9.2: Light as Energy
The energy required to carry out photosynthesis is light—typically radiation from the sun. The electromagnetic particles are called photons and carry a defined amount of energy, dependent on the wavelength. All wavelengths fall within a range called the electromagnetic spectrum. Plants carry out photosynthesis using wavelengths that range from 400 to 700 nm. They primarily use a pigment called chlorophyll a that absorbs red and blue light and reflects green light which is why leaves appear green.
A photon is a discrete electromagnetic particle or bundle of energy. It is always in motion and travels at the speed of light. Photons are characterized by their frequency, wavelength, and amplitude, similar to the properties of a wave. Waves with higher frequencies transmit more energy and have shorter wavelengths than longer wavelengths that transmit less energy and have lower frequencies. The range of all possible wavelengths is known as the electromagnetic spectrum.
The Photosynthetic Absorption Spectrum
For most organisms, photosynthesis relies on a small segment of the electromagnetic spectrum—namely, the visible portion that ranges from 400 to 700 nanometers, from blue to green to red. However, a few organisms can carry out photosynthesis using infrared light.

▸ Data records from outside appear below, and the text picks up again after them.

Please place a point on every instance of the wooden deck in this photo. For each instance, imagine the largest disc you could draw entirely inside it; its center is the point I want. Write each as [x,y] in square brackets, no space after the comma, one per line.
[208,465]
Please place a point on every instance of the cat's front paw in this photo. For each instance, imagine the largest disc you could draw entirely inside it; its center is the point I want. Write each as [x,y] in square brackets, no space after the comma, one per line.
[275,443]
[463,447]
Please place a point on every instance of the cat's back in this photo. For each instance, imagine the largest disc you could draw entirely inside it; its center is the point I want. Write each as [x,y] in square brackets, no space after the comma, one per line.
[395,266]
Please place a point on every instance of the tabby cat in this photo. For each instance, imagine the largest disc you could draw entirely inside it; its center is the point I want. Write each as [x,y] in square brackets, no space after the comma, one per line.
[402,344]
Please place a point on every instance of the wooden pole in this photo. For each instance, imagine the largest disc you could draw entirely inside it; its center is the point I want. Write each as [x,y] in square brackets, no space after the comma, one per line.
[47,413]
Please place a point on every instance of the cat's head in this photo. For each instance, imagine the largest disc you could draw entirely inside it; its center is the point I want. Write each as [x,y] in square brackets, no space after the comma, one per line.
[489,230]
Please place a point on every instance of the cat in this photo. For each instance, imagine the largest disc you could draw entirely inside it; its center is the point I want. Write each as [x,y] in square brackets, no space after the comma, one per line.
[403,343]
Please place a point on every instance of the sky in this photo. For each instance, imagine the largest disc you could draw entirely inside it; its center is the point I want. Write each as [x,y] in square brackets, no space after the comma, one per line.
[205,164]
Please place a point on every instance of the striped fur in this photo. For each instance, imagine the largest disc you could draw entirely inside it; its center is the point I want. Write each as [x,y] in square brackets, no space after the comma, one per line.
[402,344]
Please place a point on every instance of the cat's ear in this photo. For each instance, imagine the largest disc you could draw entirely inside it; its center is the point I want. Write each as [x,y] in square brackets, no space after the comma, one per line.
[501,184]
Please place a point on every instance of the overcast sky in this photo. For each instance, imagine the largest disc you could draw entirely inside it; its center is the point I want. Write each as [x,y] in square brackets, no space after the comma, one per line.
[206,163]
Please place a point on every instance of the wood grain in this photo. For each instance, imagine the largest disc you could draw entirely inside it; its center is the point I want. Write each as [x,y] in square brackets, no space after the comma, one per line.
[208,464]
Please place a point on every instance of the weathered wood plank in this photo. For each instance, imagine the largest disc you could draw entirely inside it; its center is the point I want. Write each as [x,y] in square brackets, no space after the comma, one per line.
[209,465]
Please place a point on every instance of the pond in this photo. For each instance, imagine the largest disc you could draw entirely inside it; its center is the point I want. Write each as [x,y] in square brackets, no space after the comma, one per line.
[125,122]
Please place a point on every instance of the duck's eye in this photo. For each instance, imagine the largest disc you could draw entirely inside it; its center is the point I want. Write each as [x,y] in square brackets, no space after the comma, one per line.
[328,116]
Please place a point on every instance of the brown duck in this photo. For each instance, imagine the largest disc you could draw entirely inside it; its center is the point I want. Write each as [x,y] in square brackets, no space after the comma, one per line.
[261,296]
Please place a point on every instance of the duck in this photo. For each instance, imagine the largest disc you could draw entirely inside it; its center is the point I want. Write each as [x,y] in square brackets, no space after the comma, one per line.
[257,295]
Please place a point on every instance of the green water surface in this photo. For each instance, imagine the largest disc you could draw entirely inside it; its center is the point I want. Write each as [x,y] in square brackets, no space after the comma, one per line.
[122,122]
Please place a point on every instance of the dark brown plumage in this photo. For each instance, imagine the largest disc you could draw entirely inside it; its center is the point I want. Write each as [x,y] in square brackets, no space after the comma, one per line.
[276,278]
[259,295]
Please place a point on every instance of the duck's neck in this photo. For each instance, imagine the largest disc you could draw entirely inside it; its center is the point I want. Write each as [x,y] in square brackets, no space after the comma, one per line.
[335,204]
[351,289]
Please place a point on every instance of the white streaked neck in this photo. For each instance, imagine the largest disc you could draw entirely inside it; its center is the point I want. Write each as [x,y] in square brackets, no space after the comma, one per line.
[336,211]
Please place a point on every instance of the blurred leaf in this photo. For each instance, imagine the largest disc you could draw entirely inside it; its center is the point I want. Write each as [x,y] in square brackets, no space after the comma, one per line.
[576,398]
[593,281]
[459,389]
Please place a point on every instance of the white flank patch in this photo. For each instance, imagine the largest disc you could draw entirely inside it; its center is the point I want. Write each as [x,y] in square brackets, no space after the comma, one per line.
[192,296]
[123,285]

In plants, different pigment molecules absorb specific wavelengths of light, giving each molecule a distinct absorption spectrum. For example, chlorophyll a—the most abundant pigment molecule in leaves—only absorbs red and blue light. Chlorophyll a reflects the green portion of the spectrum, letting plant leaves appear green to the human eye. Plants also use additional pigments to absorb light. For example, they have phycocyanin that absorbs orange and red light, carotenes that absorb ultraviolet, violet, blue, blue-green and orange-red light, and xanthophylls that absorb blue and ultraviolet light.